There was no evidence of any differences in short-term mortality (less than one year) in any of the comparisons: HBIG versus placebo (OR 1.13, 95% CI 0.36 to 3.54; participants = 55; 1 trial), lamivudine versus placebo or no intervention (OR 1.29, 95% CI 0.33 to 4.99; participants = 250; 2 trials); lamivudine versus entecavir (OR 1.23, 95% CI 0.13 to 11.65; participants = 90; 1 trial), or entecavir versus no intervention (OR 1.05, 95% CI 0.12 to 9.47; participants = 131; 1 trial). The proportion of people who progressed to chronic HBV infection was higher in the lamivudine group than the placebo or no intervention group (OR 1.99, 95% CI 1.05 to 3.77; participants = 285; 3 trials) and in the lamivudine group versus entecavir group (OR 3.64, 95% CI 1.31 to 10.13; participants = 90; 1 trial). There was no evidence of a difference in the proportion of people who progressed to chronic HBV infection between the entecavir and the no intervention groups (OR 0.58, 95% CI 0.23 to 1.49; participants = 131; 1 trial). None of the trials reported progression to fulminant HBV infection.

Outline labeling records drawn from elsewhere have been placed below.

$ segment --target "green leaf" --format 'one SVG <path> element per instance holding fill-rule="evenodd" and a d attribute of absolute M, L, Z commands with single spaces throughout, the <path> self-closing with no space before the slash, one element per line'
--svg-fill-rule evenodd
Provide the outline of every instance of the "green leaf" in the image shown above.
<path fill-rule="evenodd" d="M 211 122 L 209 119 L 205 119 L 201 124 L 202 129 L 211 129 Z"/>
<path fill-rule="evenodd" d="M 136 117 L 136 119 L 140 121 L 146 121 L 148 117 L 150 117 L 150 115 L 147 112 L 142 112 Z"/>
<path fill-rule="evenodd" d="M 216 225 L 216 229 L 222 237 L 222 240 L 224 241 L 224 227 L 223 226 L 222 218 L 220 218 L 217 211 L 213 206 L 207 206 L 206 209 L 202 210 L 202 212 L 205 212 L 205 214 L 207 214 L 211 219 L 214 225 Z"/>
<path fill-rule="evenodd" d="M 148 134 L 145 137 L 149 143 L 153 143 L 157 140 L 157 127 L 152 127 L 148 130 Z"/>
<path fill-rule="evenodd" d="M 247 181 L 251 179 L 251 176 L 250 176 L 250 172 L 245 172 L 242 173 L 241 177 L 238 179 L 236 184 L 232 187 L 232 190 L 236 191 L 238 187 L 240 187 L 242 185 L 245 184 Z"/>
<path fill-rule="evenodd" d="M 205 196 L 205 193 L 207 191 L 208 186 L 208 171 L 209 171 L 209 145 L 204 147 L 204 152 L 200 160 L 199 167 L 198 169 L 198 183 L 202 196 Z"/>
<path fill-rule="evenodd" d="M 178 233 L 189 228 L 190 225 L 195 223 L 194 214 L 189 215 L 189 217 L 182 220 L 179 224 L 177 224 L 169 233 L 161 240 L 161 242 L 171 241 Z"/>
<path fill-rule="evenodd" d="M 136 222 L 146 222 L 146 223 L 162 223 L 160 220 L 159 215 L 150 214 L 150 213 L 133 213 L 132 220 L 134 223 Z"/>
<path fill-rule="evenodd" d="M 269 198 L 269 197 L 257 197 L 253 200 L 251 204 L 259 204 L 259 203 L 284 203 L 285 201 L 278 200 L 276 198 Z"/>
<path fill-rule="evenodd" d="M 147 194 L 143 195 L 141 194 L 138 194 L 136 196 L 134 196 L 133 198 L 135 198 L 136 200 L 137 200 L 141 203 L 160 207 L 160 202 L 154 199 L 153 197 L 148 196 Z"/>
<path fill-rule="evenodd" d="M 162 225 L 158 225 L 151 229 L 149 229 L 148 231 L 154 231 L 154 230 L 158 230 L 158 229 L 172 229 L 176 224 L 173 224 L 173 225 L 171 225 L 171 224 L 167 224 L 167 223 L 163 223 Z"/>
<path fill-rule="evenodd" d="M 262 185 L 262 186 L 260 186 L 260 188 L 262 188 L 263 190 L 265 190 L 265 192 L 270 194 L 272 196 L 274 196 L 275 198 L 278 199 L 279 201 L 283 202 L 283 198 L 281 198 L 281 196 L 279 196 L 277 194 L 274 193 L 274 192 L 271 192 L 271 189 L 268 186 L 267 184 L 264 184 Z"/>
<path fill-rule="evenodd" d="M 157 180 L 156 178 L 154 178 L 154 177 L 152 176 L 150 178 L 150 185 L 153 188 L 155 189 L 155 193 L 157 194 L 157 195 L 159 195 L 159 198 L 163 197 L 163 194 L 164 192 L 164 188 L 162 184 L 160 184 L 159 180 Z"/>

Three trials with 371 participants reported serious adverse events. There were no serious adverse events in any of the groups (no intervention: 0/183 (0%), interferon: 0/67 (0%), lamivudine: 0/100 (0%), and entecavir: 0/21 (0%)). The proportion of people with adverse events was higher in the interferon group than the placebo group (OR 348.16, 95% CI 45.39 to 2670.26; participants = 200; 2 trials). There was no evidence of a difference in the proportion of people with adverse events between the lamivudine group and the placebo or no intervention group (OR 1.42, 95% CI 0.34 to 5.94; participants = 35; 1 trial) or number of adverse events between the lamivudine group and the placebo or no intervention group (rate ratio 1.72, 95% CI 1.01 to 2.91; participants = 35; 1 trial). One trial with 100 participants reported quality of life at one week. The scale used to report the health-related quality of life was not stated and lacked information on whether higher score meant better or worse, making it difficult to interpret the results. None of the trials reported quality of life beyond one week or other clinical outcomes such as mortality beyond one year, liver transplantation, cirrhosis, decompensated cirrhosis, or hepatocellular carcinoma.
Two trials received funding from pharmaceutical companies; three trials were funded by parties without any vested interest in the results or did not receive any special funding; the source of funding was not available in the remaining two trials.